Judging George

We listened to the “compelling evidence” President Bush put out on television last week regarding going to war with Iraq, and the first thing that came to mind was that Bush was lucky he wasn’t in court in America having to prove a criminal case against Saddam in front of a jury. Bush should have to prove his case because we are possibly giving him the authority to kill thousands of people in our names.

The Bush prosecution could not prove without a doubt that Saddam is about to kill Americans. Bush lacks substantial physical evidence that an attack is imminent. Although Saddam has committed terrible crimes in other regions, there is no indication that he is capable of striking this country by intercontinental missile, and he has no history of launching Al Qaeda-like attacks against the United States.

Anyone in a democracy should be leery of handing out a death sentence to a country for what its leader might do.

If you took out the maybes, mights, coulds and even the woulds of Bush’s oral arguments, you definitely would not have enough evidence to convict in the world court. It is all supposition, and that’s not enough when lives are at stake.

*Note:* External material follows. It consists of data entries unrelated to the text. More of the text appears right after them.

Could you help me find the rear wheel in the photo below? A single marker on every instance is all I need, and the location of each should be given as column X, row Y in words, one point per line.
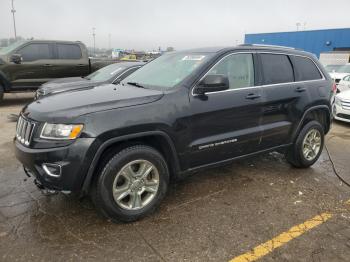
column 308, row 146
column 132, row 184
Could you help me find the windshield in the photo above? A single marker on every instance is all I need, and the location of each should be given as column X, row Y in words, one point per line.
column 344, row 69
column 168, row 70
column 10, row 48
column 106, row 72
column 332, row 68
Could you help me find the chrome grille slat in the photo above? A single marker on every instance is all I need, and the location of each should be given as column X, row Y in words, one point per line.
column 24, row 130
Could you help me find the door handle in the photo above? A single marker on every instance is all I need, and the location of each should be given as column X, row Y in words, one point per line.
column 252, row 96
column 300, row 89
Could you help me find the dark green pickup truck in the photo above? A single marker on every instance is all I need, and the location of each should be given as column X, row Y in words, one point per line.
column 25, row 65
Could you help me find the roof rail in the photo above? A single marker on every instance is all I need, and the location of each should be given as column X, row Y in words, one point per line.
column 277, row 46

A Central Intelligence Agency report issued a few weeks ago with the intention of providing such evidence and bolstering Bush’s case against Iraq actually accomplished the opposite. The agency could produce no link to Osama bin Laden. Further, the report made it clear that there is no evidence Iraq has nuclear weapons and, in fact, that continued U.S. and British bombing of selected targets in Iraq have left that country far weaker, from a military standpoint, than ever before. Despite its intention, the CIA document turned out to be a ringing endorsement not for war, but for a policy of containment and disarmament—the same policy that the United Nations has promoted all these years.

We don’t believe a majority of Americans want to strike Iraq without evidence of a clear and present danger. Many people have a vague belief that Bush has the goods on Saddam, but we fear that what Bush has is a lingering hatred of a man his father didn’t defeat totally. This type of get-him-first, global-cowboy mentality only will justify the warmonger label being put on us by radical Muslims and others around the world who hope to bring down our just democracy.

Bush has said he does not have a quarrel with the Iraqi people, yet they are the people who will die. The millions living in Baghdad have not willingly helped Saddam with his evil plans, yet Bush is itching to carry out the sentence with men and women from our country who also will die.

We should work with the United Nations and our allies. If we are attacked, then we should retaliate.